Major Junction Railway station in Takasaki, Gunma Prefecture, Japan

Takasaki Station (高崎駅, Takasaki-eki) is a major junction railway station located in the city of Takasaki, Gunma, Japan, operated by the East Japan Railway Company (JR East) and the private railway operator Jōshin Dentetsu. It is also a freight depot for the Japan Freight Railway Company (JR Freight).

==Lines==
=== JR East ===
- Takasaki Line
- Ueno–Tokyo Line
- SL Gunma Minakami
- Akagi

=== Previous services ===
- Minakami

==Station layout==
The Shinkansen portion of the station has two elevated island platforms, with the station building underneath. The JR East local portion of the station has three ground-level island platforms, with one platform forming a half-bay platform, so that a total of seven tracks can be served, and the Jōshin Dentetsu portion of the station has a single bay platform.

===Jōshin Dentetsu===

| 0 | ■ Jōshin Line | for Shimonita |

==History==
The JR East station opened on May 1, 1884, as the then-terminus of the Nippon Railway.
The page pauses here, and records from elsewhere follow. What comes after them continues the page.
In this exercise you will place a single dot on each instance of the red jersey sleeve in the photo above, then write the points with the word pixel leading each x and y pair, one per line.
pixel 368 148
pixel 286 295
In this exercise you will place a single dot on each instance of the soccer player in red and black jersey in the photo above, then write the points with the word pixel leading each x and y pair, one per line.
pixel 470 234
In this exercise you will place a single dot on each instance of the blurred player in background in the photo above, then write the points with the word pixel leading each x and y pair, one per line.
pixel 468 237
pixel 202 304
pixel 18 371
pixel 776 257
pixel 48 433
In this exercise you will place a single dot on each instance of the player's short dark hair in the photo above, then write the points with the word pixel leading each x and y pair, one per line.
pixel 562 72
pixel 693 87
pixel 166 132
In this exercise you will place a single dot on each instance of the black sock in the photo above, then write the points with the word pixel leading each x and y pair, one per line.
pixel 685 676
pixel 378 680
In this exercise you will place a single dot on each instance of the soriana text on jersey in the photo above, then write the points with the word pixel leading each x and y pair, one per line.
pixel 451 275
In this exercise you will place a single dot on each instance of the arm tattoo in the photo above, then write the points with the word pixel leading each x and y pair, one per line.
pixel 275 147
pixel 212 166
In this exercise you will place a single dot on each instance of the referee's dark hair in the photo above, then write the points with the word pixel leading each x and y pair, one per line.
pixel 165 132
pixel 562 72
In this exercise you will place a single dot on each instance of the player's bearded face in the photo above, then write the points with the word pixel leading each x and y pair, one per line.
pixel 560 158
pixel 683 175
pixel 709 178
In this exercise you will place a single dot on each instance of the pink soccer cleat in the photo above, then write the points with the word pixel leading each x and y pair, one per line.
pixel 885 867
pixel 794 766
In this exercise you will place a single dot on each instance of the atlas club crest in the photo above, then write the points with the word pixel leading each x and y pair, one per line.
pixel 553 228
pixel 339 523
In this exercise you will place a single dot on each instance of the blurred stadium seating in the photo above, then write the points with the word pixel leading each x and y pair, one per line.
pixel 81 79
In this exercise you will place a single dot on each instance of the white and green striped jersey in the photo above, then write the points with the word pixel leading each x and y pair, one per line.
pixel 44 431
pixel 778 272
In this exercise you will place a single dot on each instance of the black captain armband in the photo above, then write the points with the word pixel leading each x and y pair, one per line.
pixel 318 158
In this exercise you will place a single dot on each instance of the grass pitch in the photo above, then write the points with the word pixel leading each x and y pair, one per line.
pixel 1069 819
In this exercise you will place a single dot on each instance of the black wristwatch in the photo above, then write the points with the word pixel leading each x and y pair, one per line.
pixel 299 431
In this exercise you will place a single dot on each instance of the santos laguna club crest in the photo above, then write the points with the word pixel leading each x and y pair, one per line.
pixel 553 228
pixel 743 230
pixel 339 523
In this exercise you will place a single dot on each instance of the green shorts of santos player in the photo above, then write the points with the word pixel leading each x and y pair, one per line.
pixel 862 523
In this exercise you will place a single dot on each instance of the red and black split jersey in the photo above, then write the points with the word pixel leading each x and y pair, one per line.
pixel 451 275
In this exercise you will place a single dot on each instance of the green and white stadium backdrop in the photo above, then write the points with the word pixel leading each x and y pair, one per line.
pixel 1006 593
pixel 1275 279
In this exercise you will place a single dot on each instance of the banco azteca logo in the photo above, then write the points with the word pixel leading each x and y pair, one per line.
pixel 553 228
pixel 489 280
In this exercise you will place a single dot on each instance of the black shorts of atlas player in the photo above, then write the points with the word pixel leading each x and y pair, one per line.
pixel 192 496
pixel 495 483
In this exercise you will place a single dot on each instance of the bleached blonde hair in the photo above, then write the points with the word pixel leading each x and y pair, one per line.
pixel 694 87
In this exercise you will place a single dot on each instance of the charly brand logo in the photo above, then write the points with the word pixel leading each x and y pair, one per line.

The Jōshin Line opened on May 10, 1897. Upon the privatization of the Japanese National Railways (JNR) on 1 April 1987, it came under the control of JR East.
The Jōetsu Shinkansen was extended to Takasaki Station on November 15, 1982.

==Bus terminals==
Buses serving the station are operated by the following operators.
- Gunma Bus
- Gunma Chuo Bus
- Kan-etsu Kotsu
- Joshin Railway
- Nippon Chuo Bus

===Highway buses===
- Sendai Liner; For Sendai Station (Nippon Chuo Bus)
- Azalea; For Narita International Airport (Kan-etsu kotsu, Chiba Kotsu)
- Airport Limousine; For Haneda Airport (Nippon Chuo Bus, Airport Transport Service)
- For Nerima Station, Ikebukuro Station, Shinjuku, and Akihabara Station (Nippon Chuo Bus)
- For Niigata Station, Bandai City Bus Center (Nippon Chuo Bus)
- For Fuji-Q Highland, Kawaguchiko Station (Kan-etsu Kotsu, Fujikyu Yamanashi Bus)
- For Toyama Station, Kanazawa Station and Kenroku-en (Nippon Chuo Bus)
- Silk Liner; For Kanayama Station, Nagoya Station, Nara, Kyōto Station, and Osaka City Air Terminal(Namba Station) (Nippon Chuo Bus)

==Passenger statistics==
In fiscal 2019, the JR portion of the station was used by an average of 32,160 passengers daily (boarding passengers only). The Jōshin Dentetsu portion of the station was used by 2280 passengers daily in fiscal 2018.